Benzimidazole compounds have good biological activity, and many benzimidazole derivatives have shown good antibacterial, antihypertensive and anticancer activities in clinical treatment. Benzimidazole derivatives can also be used to simulate the active site of natural superoxide dismutase to study biological activity. Among the benzimidazole compounds, some compounds have been found to have good pharmacological activity, such as omeprazole and lansoprazole, which can be used as proton pump inhibitors.

Benzimidazole compounds containing different substituents should have different biological activities. By screening the biological activities of these compounds, we hope to find better antibacterial and antiviral drugs or proton pump inhibitors with high efficiency and low toxicity. Therefore, the synthesis and application research of this kind of compound has always attracted the attention of medicinal chemists.

Contents of the invention

The purpose of the present invention is to provide a synthesis method of 2-substituted aryl-1-substituted benzylbenzimidazole compounds, and the application of such compounds as inhibitors of methylthioamidopeptidase.

In order to achieve the above object, the technical means adopted in the present invention are: the synthetic method of this 2-substituted aryl-1-substituted benzylbenzimidazole compound is:

Add the o-phenylenediamine compound to the reactor, add a water-alcohol mixed solvent with a weight of 30-100 times the weight of the o-phenylenediamine compound under stirring, and then add the aromatic aldehyde, and the molar ratio of the o-phenylenediamine compound to the aromatic aldehyde is 1: 2.0-2.5; then heat, add a weak acid catalyst after reflux; continue the reflux reaction for 30-90 minutes, and end the reaction; then perform TLC to track the reaction process, pour the reaction mixture into ice water for stirring, suction filtration, water washing, Recrystallized from ethanol to obtain 2-substituted aryl-1-substituted benzylbenzimidazole compound.

Further, the weak acid catalyst of the present invention is oxalic acid, or a mixture of oxalate and acid.

Further, the water-alcohol mixed solvent of the present invention is a mixed solution of ethanol and water.

The 2-substituted aryl-1-substituted benzylbenzimidazole compound obtained by the above synthetic method of the present invention has a general structural formula as shown in formula (I)

Wherein, R, R ¹ , R ² groups are -NO ₂ , -N(CH ₃ ) ₂ , -OH, -OCH ₃ , H, 3,4-OCH ₂ O-, -Br, -Cl, F, Any of -COOH, an alkyl group with 1-6 carbons, and a cycloalkyl group with 3-7 carbons. R, R ¹ and R ² may be the same or different.

The use of the 2-substituted aryl-1-substituted benzylbenzimidazole compound of the present invention is that the compound is used as an inhibitor of methylthioamidopeptidase.

The invention measures the inhibitory rate of the compound to yeast methionine peptidase (ScMetAP1).

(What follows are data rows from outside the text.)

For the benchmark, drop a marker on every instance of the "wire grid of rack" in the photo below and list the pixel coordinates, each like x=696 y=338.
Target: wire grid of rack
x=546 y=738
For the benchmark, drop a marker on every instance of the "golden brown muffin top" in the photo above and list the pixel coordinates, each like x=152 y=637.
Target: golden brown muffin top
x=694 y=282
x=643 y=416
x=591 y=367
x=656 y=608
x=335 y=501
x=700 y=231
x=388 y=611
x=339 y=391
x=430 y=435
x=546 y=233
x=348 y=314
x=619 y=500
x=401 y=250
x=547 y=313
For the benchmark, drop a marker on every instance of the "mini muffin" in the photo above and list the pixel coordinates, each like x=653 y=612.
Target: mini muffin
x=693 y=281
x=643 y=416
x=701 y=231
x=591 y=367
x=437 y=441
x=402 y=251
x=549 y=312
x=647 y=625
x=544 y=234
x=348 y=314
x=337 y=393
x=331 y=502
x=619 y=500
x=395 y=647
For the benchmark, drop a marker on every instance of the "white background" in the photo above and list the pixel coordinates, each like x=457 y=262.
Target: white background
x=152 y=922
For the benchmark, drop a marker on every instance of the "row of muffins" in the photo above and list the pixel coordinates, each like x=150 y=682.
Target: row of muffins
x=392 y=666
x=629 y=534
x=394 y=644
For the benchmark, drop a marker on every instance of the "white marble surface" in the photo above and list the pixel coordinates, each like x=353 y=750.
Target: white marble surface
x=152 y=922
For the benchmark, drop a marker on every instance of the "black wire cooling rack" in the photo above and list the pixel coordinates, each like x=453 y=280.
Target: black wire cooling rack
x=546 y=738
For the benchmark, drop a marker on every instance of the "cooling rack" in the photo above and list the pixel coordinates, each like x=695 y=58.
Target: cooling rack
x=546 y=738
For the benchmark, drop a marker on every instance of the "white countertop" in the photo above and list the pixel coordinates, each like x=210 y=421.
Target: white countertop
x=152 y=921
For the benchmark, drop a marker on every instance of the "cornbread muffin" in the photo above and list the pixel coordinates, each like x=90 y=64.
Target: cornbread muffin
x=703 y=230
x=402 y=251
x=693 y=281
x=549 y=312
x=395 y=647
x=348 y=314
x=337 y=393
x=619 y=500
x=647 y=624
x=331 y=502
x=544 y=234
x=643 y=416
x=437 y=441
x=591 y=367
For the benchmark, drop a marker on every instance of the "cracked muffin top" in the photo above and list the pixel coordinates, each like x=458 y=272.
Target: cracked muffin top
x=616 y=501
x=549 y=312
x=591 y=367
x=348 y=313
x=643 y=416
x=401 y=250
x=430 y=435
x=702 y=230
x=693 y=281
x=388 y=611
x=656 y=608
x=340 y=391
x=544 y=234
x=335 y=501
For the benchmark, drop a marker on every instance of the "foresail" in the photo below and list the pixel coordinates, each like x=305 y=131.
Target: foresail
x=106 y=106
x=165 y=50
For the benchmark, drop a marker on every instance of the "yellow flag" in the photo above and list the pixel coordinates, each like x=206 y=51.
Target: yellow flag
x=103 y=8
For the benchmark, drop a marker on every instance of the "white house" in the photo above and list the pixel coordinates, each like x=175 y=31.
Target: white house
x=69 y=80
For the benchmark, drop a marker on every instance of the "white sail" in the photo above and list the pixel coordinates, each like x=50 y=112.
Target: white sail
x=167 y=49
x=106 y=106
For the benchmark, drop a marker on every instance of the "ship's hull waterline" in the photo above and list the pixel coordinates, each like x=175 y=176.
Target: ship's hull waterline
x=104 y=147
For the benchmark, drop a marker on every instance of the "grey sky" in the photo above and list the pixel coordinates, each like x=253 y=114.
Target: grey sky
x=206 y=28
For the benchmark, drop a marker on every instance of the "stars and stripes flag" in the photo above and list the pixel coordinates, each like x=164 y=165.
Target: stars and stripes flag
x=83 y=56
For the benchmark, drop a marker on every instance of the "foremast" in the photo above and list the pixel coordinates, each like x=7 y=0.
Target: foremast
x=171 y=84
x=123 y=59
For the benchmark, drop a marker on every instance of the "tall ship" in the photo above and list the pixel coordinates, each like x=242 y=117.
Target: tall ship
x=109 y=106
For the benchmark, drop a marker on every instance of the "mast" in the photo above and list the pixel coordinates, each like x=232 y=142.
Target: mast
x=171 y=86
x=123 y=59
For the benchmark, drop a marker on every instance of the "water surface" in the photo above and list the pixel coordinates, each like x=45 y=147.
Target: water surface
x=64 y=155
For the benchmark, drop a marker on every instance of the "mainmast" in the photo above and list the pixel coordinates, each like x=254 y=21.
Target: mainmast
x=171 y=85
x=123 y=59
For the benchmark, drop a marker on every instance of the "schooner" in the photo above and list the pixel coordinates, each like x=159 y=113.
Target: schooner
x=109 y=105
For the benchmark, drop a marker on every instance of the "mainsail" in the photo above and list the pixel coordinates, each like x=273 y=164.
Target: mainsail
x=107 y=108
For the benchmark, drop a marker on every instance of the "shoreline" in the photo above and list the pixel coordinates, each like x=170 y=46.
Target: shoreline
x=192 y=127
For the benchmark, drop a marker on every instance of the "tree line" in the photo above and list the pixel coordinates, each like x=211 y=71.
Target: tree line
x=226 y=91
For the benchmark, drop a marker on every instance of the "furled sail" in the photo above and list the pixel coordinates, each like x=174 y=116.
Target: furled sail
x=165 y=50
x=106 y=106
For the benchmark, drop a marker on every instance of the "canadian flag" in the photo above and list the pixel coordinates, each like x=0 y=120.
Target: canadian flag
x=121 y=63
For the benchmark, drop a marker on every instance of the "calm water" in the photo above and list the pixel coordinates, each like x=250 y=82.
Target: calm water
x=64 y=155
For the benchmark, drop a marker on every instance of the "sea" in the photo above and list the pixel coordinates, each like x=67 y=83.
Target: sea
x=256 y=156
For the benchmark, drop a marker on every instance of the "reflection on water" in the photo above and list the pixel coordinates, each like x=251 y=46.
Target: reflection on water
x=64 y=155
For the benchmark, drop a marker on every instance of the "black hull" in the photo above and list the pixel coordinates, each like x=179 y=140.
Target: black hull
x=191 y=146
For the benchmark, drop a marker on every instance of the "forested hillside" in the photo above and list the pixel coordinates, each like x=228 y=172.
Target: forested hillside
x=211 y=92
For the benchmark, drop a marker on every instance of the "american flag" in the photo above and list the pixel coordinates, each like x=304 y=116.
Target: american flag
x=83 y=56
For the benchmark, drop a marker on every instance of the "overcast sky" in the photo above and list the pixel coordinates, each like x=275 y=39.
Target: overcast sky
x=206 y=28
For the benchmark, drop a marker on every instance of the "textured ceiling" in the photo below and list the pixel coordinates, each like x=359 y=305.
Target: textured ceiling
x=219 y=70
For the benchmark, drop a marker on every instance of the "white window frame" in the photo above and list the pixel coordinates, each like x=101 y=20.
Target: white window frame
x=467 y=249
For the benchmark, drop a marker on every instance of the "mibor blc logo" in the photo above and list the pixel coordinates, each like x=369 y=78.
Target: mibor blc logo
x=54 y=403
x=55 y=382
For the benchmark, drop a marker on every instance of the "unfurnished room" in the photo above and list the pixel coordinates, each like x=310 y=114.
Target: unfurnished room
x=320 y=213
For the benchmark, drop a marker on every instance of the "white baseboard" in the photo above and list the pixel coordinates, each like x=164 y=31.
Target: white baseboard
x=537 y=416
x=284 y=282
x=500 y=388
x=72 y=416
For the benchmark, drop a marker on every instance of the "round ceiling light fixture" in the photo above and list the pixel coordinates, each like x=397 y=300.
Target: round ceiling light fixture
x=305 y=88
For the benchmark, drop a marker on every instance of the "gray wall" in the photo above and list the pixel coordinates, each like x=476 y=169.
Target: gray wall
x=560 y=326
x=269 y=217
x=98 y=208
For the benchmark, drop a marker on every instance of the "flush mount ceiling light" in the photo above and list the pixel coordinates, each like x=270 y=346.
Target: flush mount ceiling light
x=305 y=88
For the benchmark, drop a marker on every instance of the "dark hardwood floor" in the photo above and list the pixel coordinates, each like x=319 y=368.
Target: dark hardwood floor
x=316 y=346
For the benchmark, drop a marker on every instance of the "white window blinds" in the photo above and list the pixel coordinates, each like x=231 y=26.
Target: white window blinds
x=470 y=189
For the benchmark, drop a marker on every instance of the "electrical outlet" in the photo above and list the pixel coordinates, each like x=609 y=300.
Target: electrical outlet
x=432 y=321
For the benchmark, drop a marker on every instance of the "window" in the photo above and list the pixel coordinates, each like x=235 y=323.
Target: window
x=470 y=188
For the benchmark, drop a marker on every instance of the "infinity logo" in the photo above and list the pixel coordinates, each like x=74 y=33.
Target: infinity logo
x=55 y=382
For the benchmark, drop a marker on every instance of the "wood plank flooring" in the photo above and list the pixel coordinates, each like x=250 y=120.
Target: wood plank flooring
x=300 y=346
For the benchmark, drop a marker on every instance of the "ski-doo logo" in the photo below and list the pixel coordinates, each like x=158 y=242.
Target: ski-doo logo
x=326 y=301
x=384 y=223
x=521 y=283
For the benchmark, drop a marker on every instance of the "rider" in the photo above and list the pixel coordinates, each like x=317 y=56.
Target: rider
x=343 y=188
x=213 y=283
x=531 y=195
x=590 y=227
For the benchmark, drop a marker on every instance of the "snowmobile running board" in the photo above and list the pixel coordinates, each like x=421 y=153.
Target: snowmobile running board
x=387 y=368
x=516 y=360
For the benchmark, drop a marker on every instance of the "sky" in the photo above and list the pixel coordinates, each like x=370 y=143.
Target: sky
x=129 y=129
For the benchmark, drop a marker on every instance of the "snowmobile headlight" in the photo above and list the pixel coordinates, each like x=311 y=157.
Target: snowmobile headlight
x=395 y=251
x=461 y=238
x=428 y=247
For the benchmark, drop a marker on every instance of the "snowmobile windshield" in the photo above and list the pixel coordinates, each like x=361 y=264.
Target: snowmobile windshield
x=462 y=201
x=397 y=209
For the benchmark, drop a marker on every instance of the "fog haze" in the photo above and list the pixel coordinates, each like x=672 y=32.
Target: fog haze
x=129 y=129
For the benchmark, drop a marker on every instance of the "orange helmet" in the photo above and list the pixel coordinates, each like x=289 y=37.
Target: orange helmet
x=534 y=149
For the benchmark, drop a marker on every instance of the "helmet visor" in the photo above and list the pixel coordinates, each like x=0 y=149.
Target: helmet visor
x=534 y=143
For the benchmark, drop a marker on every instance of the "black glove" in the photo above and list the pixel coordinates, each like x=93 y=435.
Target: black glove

Methionine peptidase is an essential protease that widely exists in prokaryotes (such as Escherichia coli) and eukaryotes (such as yeast, mammals) and other biological systems. Its physiological function is mainly to participate in the synthesis of new proteins. The cleavage of N-terminal methionine plays an important role in maintaining the biological activity of proteins in organisms, correct intracellular positioning and physiological degradation. The results show that the 2-substituted aryl-1-substituted benzylbenzimidazole compound of the present invention has a higher inhibition rate on methionine peptidase (ScMetAP1).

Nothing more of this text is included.